Un pacto por la salud pública que trasciende administraciones
Reactivar el San Juan de Dios es un compromiso que excede un periodo de gobierno. Por eso, la alianza entre Nación y Distrito se concibe como un pacto de largo aliento que proteja los avances frente a los vaivenes políticos. Instrumentos como documentos CONPES, acuerdos marco interadministrativos y cronogramas con responsabilidades explícitas buscan anclar el proyecto a resultados, no a coyunturas.
Más allá de su valor emblemático, el hospital podría transformarse en un referente replicable sobre cómo revitalizar infraestructura patrimonial para usos actuales, aportando capacidad instalada donde es más urgente y elevando los estándares de calidad. Si la hoja de ruta se concreta, Bogotá no solo recuperará un hito urbano, sino que también obtendrá un centro de salud moderno, articulado y sostenible que restituya a la ciudadanía un derecho que jamás debió deteriorarse: un acceso digno y oportuno a la atención en salud.

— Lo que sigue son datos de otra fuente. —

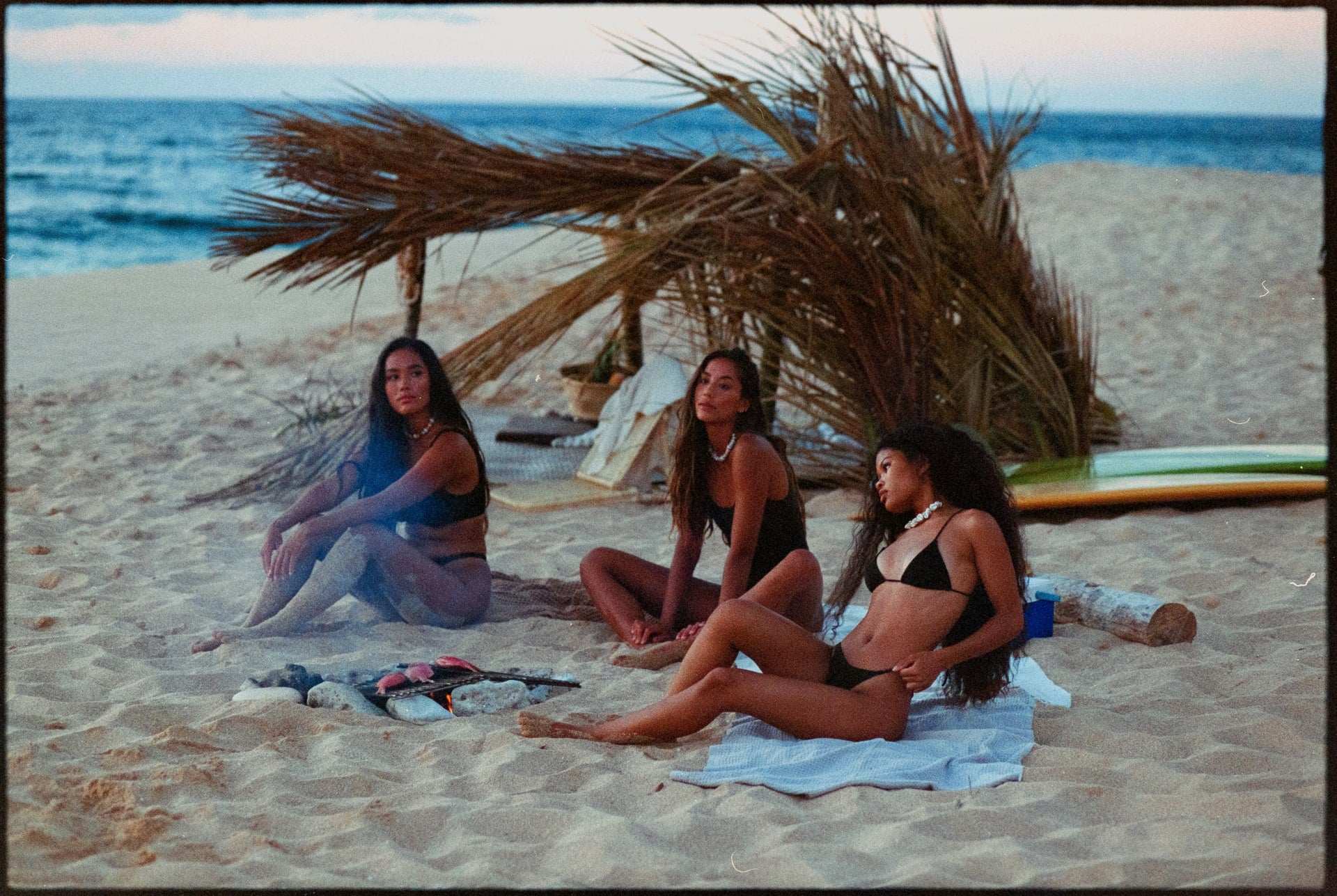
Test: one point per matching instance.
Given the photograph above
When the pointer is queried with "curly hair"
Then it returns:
(963, 473)
(386, 438)
(687, 482)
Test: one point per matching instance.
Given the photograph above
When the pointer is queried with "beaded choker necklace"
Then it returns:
(728, 448)
(431, 422)
(928, 511)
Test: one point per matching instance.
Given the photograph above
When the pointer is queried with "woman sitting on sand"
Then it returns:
(729, 473)
(946, 597)
(423, 466)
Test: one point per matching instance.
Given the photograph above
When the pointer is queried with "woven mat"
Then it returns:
(517, 598)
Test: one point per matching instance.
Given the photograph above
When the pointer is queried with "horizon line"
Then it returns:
(332, 101)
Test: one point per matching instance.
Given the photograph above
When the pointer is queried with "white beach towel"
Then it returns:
(944, 748)
(657, 384)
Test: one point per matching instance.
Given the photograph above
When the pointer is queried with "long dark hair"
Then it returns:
(963, 473)
(386, 438)
(687, 482)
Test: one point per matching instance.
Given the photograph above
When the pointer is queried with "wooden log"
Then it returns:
(411, 272)
(1130, 615)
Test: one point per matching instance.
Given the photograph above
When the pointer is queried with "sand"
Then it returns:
(129, 765)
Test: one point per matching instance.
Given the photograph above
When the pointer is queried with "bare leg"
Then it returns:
(793, 589)
(276, 592)
(625, 589)
(370, 558)
(877, 708)
(777, 645)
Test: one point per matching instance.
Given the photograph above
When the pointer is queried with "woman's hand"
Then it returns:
(687, 633)
(920, 670)
(273, 540)
(645, 631)
(284, 562)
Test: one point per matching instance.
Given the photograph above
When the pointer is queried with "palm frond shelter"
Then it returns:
(869, 254)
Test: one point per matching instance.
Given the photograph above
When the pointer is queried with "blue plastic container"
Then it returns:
(1039, 615)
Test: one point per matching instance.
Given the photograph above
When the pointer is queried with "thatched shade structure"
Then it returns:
(869, 256)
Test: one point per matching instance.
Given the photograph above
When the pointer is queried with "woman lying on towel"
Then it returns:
(946, 597)
(729, 473)
(421, 466)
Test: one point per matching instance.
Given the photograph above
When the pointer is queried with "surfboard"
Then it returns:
(1164, 489)
(1311, 460)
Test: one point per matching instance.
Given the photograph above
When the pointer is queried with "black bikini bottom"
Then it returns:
(841, 675)
(452, 558)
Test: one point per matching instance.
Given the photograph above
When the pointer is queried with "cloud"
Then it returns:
(558, 51)
(535, 39)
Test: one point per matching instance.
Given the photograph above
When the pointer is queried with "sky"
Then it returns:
(1244, 61)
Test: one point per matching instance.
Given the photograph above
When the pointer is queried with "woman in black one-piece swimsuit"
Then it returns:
(728, 473)
(421, 466)
(946, 598)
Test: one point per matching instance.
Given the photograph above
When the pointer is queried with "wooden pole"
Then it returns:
(411, 272)
(1130, 615)
(633, 347)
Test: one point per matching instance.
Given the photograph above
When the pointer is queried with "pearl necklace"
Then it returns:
(431, 422)
(728, 448)
(928, 511)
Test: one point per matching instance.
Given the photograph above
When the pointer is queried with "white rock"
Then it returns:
(269, 694)
(490, 697)
(332, 694)
(419, 709)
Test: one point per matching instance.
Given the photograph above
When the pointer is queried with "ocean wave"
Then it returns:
(166, 221)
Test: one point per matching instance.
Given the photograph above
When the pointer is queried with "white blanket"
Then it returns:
(944, 748)
(657, 384)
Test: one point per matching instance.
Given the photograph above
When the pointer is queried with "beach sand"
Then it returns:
(129, 765)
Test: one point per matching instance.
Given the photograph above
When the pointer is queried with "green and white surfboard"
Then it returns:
(1150, 475)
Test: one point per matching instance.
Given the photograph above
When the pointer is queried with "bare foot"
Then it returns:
(212, 642)
(652, 657)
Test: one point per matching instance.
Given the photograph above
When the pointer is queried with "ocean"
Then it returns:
(94, 185)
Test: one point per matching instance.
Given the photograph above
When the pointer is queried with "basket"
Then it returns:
(586, 399)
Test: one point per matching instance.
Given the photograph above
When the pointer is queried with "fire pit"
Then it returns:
(446, 679)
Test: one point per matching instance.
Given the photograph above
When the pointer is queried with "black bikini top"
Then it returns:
(443, 507)
(925, 572)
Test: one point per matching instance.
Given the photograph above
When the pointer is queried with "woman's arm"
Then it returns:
(321, 496)
(450, 454)
(685, 557)
(752, 485)
(431, 471)
(318, 498)
(994, 563)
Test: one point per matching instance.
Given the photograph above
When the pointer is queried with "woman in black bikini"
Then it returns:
(947, 597)
(421, 466)
(729, 473)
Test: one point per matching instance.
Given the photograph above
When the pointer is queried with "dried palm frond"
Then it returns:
(872, 260)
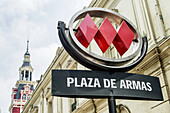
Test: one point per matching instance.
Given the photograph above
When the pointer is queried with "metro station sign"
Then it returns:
(108, 77)
(102, 84)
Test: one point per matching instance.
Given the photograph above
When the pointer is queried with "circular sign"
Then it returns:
(76, 41)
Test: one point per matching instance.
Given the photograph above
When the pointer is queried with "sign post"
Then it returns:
(111, 81)
(112, 105)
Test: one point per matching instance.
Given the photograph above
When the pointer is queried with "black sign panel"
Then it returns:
(102, 84)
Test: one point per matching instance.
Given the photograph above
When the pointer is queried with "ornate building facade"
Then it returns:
(151, 17)
(24, 86)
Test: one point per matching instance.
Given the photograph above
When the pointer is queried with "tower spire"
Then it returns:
(27, 45)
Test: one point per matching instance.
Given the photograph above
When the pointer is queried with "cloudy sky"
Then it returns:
(35, 20)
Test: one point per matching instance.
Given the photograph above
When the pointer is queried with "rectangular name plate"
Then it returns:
(102, 84)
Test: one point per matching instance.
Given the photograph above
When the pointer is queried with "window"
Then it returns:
(73, 106)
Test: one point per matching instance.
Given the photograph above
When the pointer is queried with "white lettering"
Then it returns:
(106, 83)
(96, 82)
(69, 81)
(76, 84)
(144, 86)
(136, 85)
(83, 82)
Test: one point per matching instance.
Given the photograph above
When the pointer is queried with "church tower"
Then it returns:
(24, 86)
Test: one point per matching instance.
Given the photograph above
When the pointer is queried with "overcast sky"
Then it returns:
(36, 20)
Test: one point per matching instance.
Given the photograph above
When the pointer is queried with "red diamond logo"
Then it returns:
(105, 35)
(123, 38)
(86, 31)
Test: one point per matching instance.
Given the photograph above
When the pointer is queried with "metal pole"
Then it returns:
(112, 105)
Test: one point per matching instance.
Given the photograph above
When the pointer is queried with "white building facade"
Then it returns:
(151, 17)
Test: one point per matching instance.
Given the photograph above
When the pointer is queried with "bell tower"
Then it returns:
(25, 71)
(24, 86)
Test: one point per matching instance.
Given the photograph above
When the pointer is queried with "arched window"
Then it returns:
(30, 76)
(24, 97)
(28, 97)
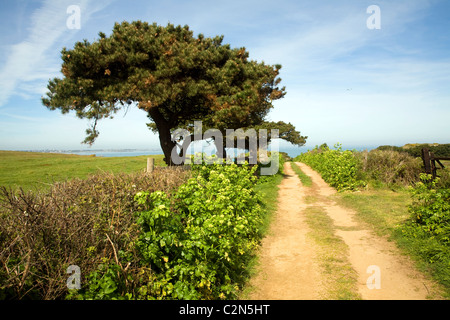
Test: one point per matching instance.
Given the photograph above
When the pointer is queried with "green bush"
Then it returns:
(337, 167)
(194, 244)
(431, 208)
(389, 167)
(200, 241)
(426, 235)
(89, 222)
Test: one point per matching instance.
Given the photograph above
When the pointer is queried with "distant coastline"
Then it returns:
(291, 151)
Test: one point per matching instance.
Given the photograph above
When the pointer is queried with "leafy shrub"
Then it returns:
(337, 167)
(426, 234)
(199, 242)
(431, 208)
(389, 167)
(89, 223)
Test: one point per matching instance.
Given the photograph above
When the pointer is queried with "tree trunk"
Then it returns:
(165, 138)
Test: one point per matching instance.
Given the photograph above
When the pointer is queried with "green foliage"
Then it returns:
(431, 208)
(193, 244)
(337, 167)
(389, 167)
(415, 150)
(80, 222)
(174, 76)
(199, 241)
(427, 233)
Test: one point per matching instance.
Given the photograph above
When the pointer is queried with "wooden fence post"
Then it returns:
(426, 160)
(150, 164)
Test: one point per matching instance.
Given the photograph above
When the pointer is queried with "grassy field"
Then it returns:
(34, 170)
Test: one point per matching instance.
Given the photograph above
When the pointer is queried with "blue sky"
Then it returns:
(345, 82)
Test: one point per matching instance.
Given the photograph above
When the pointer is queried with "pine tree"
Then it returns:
(172, 75)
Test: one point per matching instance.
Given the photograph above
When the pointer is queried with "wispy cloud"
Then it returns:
(28, 64)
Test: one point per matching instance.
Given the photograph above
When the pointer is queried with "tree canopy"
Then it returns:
(175, 77)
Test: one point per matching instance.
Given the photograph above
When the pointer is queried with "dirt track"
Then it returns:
(289, 259)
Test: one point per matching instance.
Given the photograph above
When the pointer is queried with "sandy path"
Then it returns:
(287, 268)
(288, 262)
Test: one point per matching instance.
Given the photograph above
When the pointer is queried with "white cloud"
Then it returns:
(29, 63)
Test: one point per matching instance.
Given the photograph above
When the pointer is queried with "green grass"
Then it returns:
(339, 276)
(386, 211)
(34, 170)
(268, 190)
(305, 179)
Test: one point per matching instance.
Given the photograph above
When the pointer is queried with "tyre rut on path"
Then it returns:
(288, 260)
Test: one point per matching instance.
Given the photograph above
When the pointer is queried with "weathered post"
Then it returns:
(150, 164)
(426, 160)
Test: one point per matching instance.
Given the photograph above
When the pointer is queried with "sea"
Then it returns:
(292, 151)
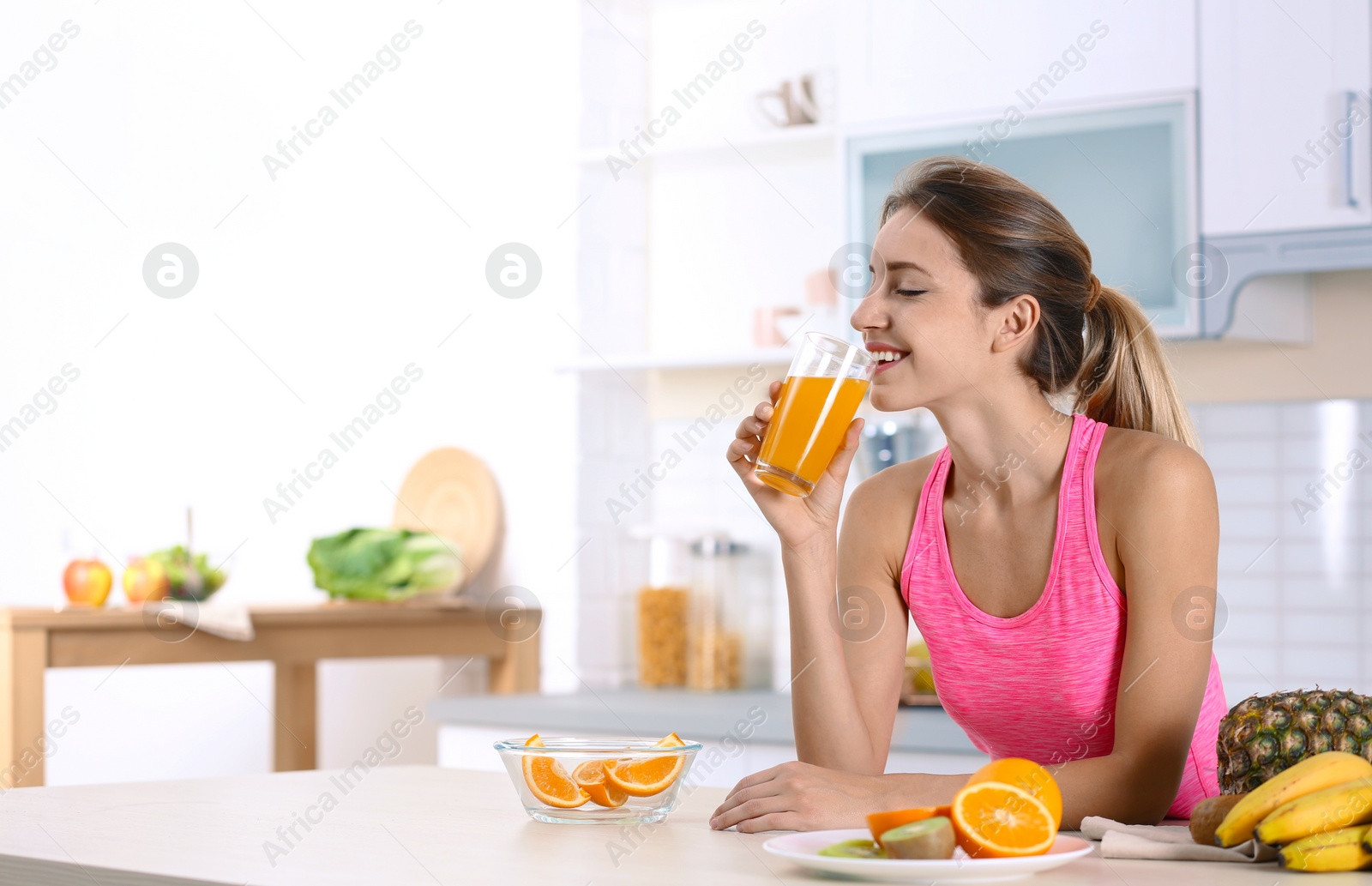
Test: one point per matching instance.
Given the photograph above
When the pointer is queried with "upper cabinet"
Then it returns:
(926, 62)
(1285, 135)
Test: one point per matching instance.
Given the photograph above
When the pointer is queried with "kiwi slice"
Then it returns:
(930, 838)
(854, 849)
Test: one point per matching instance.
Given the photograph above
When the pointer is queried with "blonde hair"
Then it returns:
(1091, 339)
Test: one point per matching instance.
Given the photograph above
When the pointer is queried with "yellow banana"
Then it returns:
(1333, 851)
(1312, 774)
(1330, 810)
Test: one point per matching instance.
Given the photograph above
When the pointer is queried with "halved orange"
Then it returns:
(644, 778)
(1028, 776)
(590, 776)
(882, 822)
(549, 781)
(996, 821)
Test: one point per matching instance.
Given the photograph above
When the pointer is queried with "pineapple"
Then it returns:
(1262, 735)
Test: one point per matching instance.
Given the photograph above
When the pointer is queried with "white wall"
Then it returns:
(315, 291)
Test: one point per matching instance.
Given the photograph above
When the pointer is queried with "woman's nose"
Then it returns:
(868, 314)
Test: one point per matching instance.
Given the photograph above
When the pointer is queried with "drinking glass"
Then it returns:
(823, 387)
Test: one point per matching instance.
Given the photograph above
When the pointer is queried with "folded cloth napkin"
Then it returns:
(232, 623)
(1165, 841)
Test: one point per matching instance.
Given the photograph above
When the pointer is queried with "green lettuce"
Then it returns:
(383, 564)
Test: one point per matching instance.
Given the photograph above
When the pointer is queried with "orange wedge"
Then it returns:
(549, 781)
(882, 822)
(1028, 776)
(590, 776)
(996, 821)
(644, 778)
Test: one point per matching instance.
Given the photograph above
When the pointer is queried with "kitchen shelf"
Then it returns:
(767, 357)
(791, 136)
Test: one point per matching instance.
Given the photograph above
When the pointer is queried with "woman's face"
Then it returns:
(923, 306)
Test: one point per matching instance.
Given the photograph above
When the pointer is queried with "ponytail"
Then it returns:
(1125, 379)
(1015, 242)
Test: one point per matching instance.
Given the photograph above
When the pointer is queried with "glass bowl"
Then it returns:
(563, 756)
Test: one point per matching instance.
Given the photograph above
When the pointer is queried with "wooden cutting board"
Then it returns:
(453, 494)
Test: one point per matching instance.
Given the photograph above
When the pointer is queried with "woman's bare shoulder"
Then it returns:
(882, 509)
(1139, 465)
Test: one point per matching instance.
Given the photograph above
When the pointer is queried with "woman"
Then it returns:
(1020, 549)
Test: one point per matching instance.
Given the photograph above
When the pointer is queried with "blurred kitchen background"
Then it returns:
(693, 178)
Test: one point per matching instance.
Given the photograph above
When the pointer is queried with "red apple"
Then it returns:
(87, 582)
(144, 579)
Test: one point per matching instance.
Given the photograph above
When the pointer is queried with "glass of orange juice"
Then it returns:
(818, 400)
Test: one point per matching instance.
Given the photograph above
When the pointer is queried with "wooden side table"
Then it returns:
(294, 638)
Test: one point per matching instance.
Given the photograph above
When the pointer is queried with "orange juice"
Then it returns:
(807, 428)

Rumbo a una reapertura consciente, con excelencia y memoria
El reto de poner nuevamente en funcionamiento el San Juan de Dios demanda un balance entre celeridad y sensatez, pues aunque la ciudad desea ver de regreso a su hospital emblemático, hacerlo de manera adecuada requiere respetar tiempos técnicos, garantizar los recursos y vigilar cada aspecto que comprometa la seguridad del paciente. Gobierno y Bogotá han optado por avanzar de forma progresiva con indicadores precisos, una decisión que prioriza la calidad por encima de los anuncios.
Cuando el primer paciente vuelva a atravesar sus puertas, el logro se apreciará menos en un acto inaugural y más en la calidad del cuidado, la constancia del servicio y la firmeza del modelo. Ese será su auténtico tributo histórico: un patrimonio que recupera su utilidad, un símbolo que retoma su propósito y un hospital que responde al pulso de las necesidades de su comunidad.